Language and Communication Development
ASDB values language fluency and efficient, effective communication for all students.
Students who are deaf or hard of hearing enter school at ASDB at various ages and with varying levels of American Sign Language and English proficiency. Campus programs offer the opportunity for immersion in a language-rich ASL environment. Students who are still developing ASL language skills may receive individual or group instruction from an ASL teacher.
Written English literacy is an integral part of all instruction at ASDB. Additionally, spoken English development is a key component of the educational plan, depending on individual student needs and abilities.
Spoken English support services occur individually or in small groups. Sessions may take place within the classroom, in the communication lab, or in functional community settings. Classroom content and other developmentally appropriate materials are incorporated when working on specific communication and language goals.

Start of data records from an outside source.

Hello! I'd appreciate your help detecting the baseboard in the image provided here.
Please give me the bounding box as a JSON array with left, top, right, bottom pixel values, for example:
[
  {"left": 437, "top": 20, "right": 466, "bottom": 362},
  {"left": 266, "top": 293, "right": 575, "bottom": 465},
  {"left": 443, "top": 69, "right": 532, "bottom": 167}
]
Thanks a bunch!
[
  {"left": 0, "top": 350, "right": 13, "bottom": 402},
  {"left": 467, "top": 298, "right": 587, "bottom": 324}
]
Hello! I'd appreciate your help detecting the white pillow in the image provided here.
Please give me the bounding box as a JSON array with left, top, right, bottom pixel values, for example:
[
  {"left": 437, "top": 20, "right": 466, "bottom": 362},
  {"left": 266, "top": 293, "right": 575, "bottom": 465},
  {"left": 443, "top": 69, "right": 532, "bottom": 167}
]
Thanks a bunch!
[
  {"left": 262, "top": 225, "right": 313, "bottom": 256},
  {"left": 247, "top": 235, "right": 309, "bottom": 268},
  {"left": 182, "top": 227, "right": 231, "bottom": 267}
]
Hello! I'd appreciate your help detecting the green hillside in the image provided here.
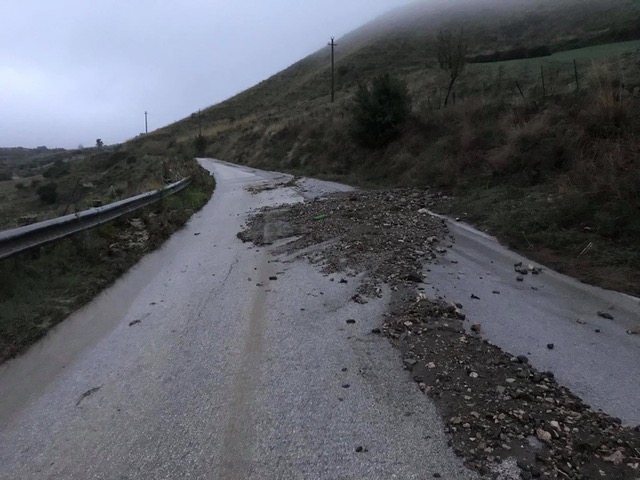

- accessing their education
- improving social and interpersonal interactions
- preparing for life after graduation
- auditory skills development
- global language and concept development
- phonological/phonemic awareness and phonics
- pragmatics and conversational skills
- fluency-related disorders
- augmentative/alternative symbols and devices
Augmentative-Alternative Communication (AAC) is an important part of the overall communication program at ASDB. The American Speech and Hearing Association's (ASHA) definition of an AAC system is "an integrated group of components, including the symbols, aids, strategies and techniques used by individuals to enhance communication.” A range of high- and low-technology AAC systems can be used across school, community, and vocational settings to accommodate a variety of language and motor needs. Educational teams at ASDB can implement an individual’s current AAC system into the curriculum or work to develop new AAC systems to maximize overall independence and academic skills.